Hacker News new | ask | show | jobs
by hezag 1690 days ago
It's just a custom build of the latest Firefox version with some patches applied. Everything is very well documented and you can build it by yourself, there is no need to trust "some new devs who may have good intentions"
4 comments

Sure, I could review the source code. And then review it again next week when a change is released. I don’t want to have to though.

Trust matters.

I don’t trust Mozilla not to push ads, but I do trust them not to build in intentional backdoors and steal my personal data, because there’s a whole public organization there, with a reputation and responsibilities and heads that will roll if they are caught doing nefarious things.

You might ask why I trust thousands of other open source community led projects? Largely because they have built rep and get at least a minimal vetting via distro package management.

I’m not saying this fork is malware. But I don’t know it isn’t, and the browser is the #1 critical component that handles all my most sensitive data.

Or just trace it’s network activity without a code audit.
Doesn’t help if the exfiltration only occurs monthly and you only monitored for a week, or if there’s something locally malicious, or if side channels are involved, or if it’s manipulating data sent to legitimate sites (e.g. instructions to your bank, while logged in as you).
Keep it on, you can keep a firewall on, locally malicious files can be seen on your machine and if they aren't transmitted what is the worry?

If its manipulating data sent to legitimate sites you'd notice while you used it.
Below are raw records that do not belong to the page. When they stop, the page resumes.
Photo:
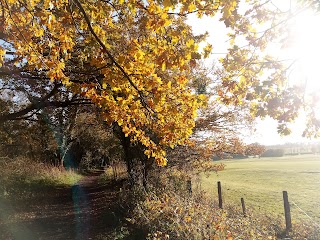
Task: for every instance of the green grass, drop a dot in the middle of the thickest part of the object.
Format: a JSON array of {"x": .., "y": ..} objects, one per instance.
[
  {"x": 24, "y": 176},
  {"x": 261, "y": 182}
]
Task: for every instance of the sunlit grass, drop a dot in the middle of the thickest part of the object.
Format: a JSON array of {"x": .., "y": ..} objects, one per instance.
[
  {"x": 261, "y": 182},
  {"x": 23, "y": 175}
]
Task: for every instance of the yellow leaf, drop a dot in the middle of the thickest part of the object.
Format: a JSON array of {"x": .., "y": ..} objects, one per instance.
[
  {"x": 167, "y": 3},
  {"x": 163, "y": 67}
]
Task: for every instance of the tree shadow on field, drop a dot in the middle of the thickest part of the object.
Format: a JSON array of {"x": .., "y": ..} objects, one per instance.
[{"x": 84, "y": 211}]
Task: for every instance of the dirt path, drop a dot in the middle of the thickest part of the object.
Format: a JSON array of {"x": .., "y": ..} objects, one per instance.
[{"x": 84, "y": 211}]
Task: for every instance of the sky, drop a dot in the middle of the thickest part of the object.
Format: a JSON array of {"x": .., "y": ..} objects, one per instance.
[{"x": 304, "y": 48}]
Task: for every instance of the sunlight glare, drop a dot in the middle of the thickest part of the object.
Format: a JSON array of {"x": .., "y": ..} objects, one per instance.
[{"x": 305, "y": 48}]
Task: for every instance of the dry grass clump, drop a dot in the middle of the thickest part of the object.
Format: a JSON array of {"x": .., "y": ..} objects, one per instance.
[{"x": 170, "y": 212}]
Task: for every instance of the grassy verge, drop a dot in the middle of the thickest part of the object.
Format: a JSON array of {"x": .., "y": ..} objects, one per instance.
[
  {"x": 168, "y": 211},
  {"x": 22, "y": 176}
]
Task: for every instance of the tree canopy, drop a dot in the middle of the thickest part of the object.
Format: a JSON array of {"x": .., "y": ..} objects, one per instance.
[{"x": 133, "y": 59}]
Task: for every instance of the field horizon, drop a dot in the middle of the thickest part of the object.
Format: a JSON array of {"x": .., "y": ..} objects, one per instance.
[{"x": 261, "y": 181}]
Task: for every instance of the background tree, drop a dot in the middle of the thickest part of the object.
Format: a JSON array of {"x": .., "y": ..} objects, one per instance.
[{"x": 133, "y": 60}]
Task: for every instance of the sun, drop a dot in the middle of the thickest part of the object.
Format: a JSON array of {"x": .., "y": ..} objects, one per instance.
[{"x": 305, "y": 50}]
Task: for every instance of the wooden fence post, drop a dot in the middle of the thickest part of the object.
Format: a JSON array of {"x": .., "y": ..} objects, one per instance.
[
  {"x": 220, "y": 194},
  {"x": 189, "y": 186},
  {"x": 287, "y": 212},
  {"x": 243, "y": 207}
]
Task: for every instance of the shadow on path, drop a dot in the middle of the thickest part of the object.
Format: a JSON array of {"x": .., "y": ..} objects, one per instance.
[{"x": 84, "y": 211}]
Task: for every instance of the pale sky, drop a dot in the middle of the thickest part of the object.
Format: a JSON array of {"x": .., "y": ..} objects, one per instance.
[{"x": 305, "y": 48}]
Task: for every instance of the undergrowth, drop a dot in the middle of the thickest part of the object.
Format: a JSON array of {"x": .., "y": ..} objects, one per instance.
[{"x": 169, "y": 211}]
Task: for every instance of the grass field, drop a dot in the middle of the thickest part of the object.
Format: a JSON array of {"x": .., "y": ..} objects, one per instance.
[{"x": 261, "y": 182}]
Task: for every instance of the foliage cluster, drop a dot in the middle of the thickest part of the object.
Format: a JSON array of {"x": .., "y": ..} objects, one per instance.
[{"x": 20, "y": 176}]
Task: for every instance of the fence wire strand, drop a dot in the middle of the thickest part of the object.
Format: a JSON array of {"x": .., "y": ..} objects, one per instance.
[{"x": 314, "y": 222}]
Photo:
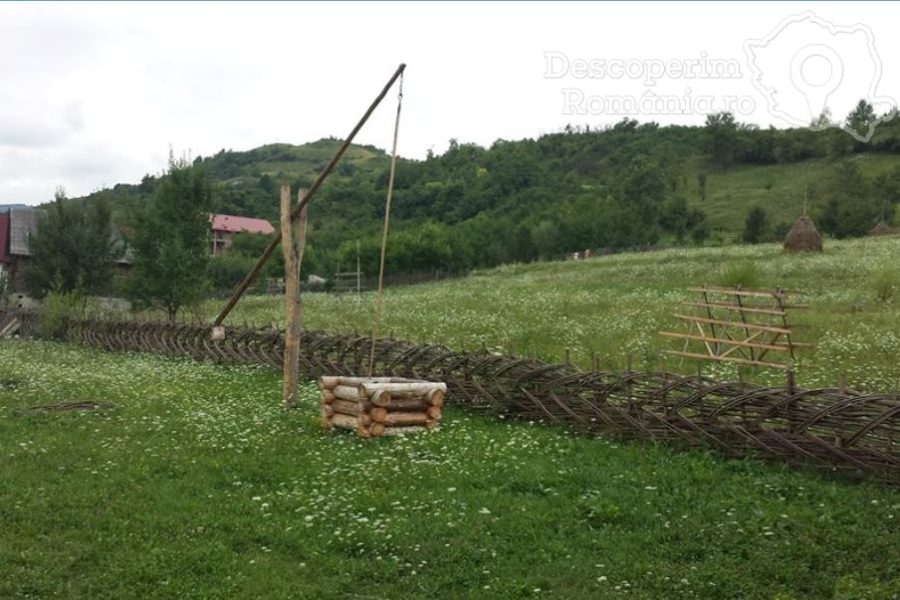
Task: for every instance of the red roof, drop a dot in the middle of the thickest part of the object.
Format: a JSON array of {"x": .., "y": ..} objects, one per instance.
[{"x": 233, "y": 224}]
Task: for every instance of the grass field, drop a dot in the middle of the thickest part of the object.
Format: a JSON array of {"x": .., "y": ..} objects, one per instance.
[
  {"x": 198, "y": 485},
  {"x": 615, "y": 305},
  {"x": 780, "y": 189}
]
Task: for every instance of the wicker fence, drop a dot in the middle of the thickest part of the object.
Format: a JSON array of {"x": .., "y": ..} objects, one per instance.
[{"x": 827, "y": 428}]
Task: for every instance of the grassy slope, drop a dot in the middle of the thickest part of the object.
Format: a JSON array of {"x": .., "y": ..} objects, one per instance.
[
  {"x": 199, "y": 486},
  {"x": 615, "y": 305},
  {"x": 730, "y": 193},
  {"x": 308, "y": 159}
]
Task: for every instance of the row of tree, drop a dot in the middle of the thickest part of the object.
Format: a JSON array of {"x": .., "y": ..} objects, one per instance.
[
  {"x": 628, "y": 185},
  {"x": 75, "y": 248}
]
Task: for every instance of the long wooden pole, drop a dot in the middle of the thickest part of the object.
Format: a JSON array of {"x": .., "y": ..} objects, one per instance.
[
  {"x": 251, "y": 276},
  {"x": 293, "y": 236}
]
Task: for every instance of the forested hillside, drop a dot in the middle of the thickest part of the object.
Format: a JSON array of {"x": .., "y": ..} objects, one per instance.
[{"x": 624, "y": 186}]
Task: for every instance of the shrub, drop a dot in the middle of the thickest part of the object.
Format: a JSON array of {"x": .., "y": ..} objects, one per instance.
[
  {"x": 884, "y": 283},
  {"x": 58, "y": 310}
]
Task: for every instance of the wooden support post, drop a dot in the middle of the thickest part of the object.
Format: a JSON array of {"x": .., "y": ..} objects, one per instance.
[
  {"x": 293, "y": 238},
  {"x": 251, "y": 276}
]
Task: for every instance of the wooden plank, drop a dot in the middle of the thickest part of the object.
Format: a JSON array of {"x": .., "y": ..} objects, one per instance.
[
  {"x": 756, "y": 363},
  {"x": 780, "y": 347},
  {"x": 739, "y": 292},
  {"x": 736, "y": 324},
  {"x": 737, "y": 308},
  {"x": 289, "y": 246}
]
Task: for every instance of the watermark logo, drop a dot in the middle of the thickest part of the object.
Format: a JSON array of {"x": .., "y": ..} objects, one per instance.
[
  {"x": 612, "y": 74},
  {"x": 807, "y": 66}
]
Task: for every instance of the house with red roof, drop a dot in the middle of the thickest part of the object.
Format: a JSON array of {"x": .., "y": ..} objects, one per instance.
[{"x": 224, "y": 227}]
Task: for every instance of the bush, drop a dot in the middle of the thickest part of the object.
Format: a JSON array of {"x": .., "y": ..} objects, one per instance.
[
  {"x": 884, "y": 283},
  {"x": 57, "y": 311}
]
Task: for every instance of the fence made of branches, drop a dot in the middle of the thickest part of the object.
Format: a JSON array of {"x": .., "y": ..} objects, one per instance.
[{"x": 832, "y": 429}]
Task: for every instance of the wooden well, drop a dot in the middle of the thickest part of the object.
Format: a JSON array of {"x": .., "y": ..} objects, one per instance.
[{"x": 376, "y": 406}]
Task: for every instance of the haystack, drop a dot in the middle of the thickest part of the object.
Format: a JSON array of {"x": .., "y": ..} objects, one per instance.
[
  {"x": 803, "y": 237},
  {"x": 882, "y": 228}
]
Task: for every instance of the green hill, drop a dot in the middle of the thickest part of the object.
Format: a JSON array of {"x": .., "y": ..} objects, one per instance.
[{"x": 629, "y": 185}]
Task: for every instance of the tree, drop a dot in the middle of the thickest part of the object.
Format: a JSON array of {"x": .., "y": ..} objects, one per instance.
[
  {"x": 171, "y": 246},
  {"x": 72, "y": 249},
  {"x": 756, "y": 225},
  {"x": 678, "y": 219},
  {"x": 721, "y": 138},
  {"x": 861, "y": 118}
]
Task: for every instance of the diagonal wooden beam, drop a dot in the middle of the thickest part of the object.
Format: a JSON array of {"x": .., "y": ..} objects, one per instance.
[{"x": 261, "y": 261}]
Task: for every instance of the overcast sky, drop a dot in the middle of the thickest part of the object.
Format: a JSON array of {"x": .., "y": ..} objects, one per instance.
[{"x": 93, "y": 94}]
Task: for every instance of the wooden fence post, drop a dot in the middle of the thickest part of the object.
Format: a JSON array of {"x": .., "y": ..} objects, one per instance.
[{"x": 293, "y": 240}]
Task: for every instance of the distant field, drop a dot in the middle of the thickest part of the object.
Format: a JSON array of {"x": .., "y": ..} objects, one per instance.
[
  {"x": 780, "y": 189},
  {"x": 199, "y": 485},
  {"x": 615, "y": 305}
]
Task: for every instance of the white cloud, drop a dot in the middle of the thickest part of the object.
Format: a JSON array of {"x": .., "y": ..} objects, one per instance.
[{"x": 93, "y": 94}]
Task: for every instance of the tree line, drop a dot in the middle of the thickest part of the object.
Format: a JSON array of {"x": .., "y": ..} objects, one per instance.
[{"x": 622, "y": 186}]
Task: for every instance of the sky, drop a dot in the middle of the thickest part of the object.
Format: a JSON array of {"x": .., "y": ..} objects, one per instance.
[{"x": 94, "y": 94}]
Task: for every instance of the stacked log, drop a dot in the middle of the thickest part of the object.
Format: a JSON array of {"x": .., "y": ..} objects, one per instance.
[{"x": 377, "y": 406}]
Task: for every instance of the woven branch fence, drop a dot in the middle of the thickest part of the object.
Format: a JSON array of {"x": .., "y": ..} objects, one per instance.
[{"x": 836, "y": 430}]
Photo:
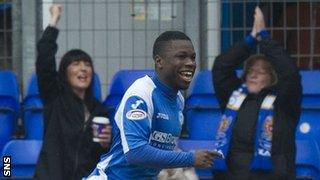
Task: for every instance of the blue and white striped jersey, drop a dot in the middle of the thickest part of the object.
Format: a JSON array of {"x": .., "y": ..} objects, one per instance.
[{"x": 148, "y": 124}]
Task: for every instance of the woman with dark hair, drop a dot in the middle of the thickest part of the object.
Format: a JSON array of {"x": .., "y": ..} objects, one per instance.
[
  {"x": 260, "y": 110},
  {"x": 68, "y": 151}
]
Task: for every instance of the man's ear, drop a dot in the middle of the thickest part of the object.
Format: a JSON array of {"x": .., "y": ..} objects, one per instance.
[{"x": 158, "y": 60}]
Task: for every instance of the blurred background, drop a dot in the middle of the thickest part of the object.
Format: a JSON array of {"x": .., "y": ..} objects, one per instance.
[{"x": 119, "y": 34}]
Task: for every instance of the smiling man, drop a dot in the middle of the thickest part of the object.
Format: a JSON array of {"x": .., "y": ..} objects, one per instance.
[{"x": 149, "y": 118}]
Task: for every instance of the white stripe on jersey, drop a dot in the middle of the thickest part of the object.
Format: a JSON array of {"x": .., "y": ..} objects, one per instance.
[{"x": 142, "y": 88}]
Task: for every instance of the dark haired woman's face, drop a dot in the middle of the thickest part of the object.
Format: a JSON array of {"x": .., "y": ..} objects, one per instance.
[
  {"x": 257, "y": 77},
  {"x": 79, "y": 75}
]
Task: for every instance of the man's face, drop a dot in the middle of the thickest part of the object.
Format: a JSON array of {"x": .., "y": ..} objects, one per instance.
[
  {"x": 177, "y": 66},
  {"x": 257, "y": 77},
  {"x": 79, "y": 75}
]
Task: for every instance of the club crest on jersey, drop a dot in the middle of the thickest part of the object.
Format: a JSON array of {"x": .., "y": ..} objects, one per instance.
[{"x": 136, "y": 114}]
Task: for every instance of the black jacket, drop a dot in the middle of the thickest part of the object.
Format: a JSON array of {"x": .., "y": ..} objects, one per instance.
[
  {"x": 68, "y": 151},
  {"x": 286, "y": 107}
]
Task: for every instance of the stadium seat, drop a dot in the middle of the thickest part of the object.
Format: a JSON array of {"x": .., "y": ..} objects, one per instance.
[
  {"x": 119, "y": 84},
  {"x": 202, "y": 108},
  {"x": 32, "y": 111},
  {"x": 307, "y": 159},
  {"x": 33, "y": 107},
  {"x": 9, "y": 105},
  {"x": 96, "y": 87},
  {"x": 308, "y": 129},
  {"x": 24, "y": 155},
  {"x": 311, "y": 102}
]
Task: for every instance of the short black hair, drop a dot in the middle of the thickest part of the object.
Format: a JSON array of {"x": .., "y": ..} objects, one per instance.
[
  {"x": 164, "y": 38},
  {"x": 72, "y": 56}
]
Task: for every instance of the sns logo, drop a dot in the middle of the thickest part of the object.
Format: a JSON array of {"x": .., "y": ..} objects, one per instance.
[{"x": 6, "y": 166}]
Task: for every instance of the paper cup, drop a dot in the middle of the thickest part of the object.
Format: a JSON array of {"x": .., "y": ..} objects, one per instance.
[{"x": 98, "y": 123}]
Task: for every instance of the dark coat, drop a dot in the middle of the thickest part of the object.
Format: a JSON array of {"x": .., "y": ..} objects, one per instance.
[
  {"x": 286, "y": 107},
  {"x": 68, "y": 151}
]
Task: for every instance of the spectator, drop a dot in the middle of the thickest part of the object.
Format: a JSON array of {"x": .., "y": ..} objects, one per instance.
[
  {"x": 68, "y": 151},
  {"x": 260, "y": 110}
]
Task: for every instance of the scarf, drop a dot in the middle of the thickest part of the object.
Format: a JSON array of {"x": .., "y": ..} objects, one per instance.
[{"x": 263, "y": 137}]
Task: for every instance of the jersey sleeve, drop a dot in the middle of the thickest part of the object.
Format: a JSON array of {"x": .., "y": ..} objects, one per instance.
[{"x": 134, "y": 123}]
These concerns aren't absent in other official browsers either.

Quite right that these concerns apply to any software, but they are significantly mitigated by sourcing software from organizations you trust.

There’s no way I would be able to spot the operation of malware-masquerading-as-browser without committing totally to a forensic examination of every system call it makes. Imagine how much attention you’d have to pay to stop it capturing your bank credentials and then making transactions in an invisible tab (the browser doesn’t have to render a site in order to interact with it).

But trust is just assumed and not a real security measure, trust just means you are not going to audit it.
To echo a sibling comment, I think you may be discounting the time and effort it would take to monitor every change made and the ripple effects of each change.

One of the key pieces of open source is the larger a project, the more people will be incentivized to monitor the code for malicious changes. This distributes the burden to a much much larger pool therefore minimizing the burden to single nodes across the board.

Is it perfect? No, absolutely not. Do malicious or unintentional bugs slip through? Sure. But when it comes to scaled out projects, nothing is perfect and never will be. I certainly trust a large open project with years of reputation built up and a large user base significantly more than a large closed source project or large and open with no reputation.

There are of course valid criticisms of this model but I’ve yet to see an alternative put forward that isn’t fraught with its own issues.

I do find it strange how over the past few years we’ve seen a number of people who engage in a whiplash type behavior where they see minor problems with a model so they whiplash away into a far worse model with far more serious problems.

> there is no need to trust

Providing you actually review the code and not just trust it because the code is there. Reviewing (a fork of) Firefox sounds like a big job, if can be done at all. Being a Firefox fanatic does not magically make you a rust programmer

It’s easy without a code review, just trace it’s network activity and see what connections it makes.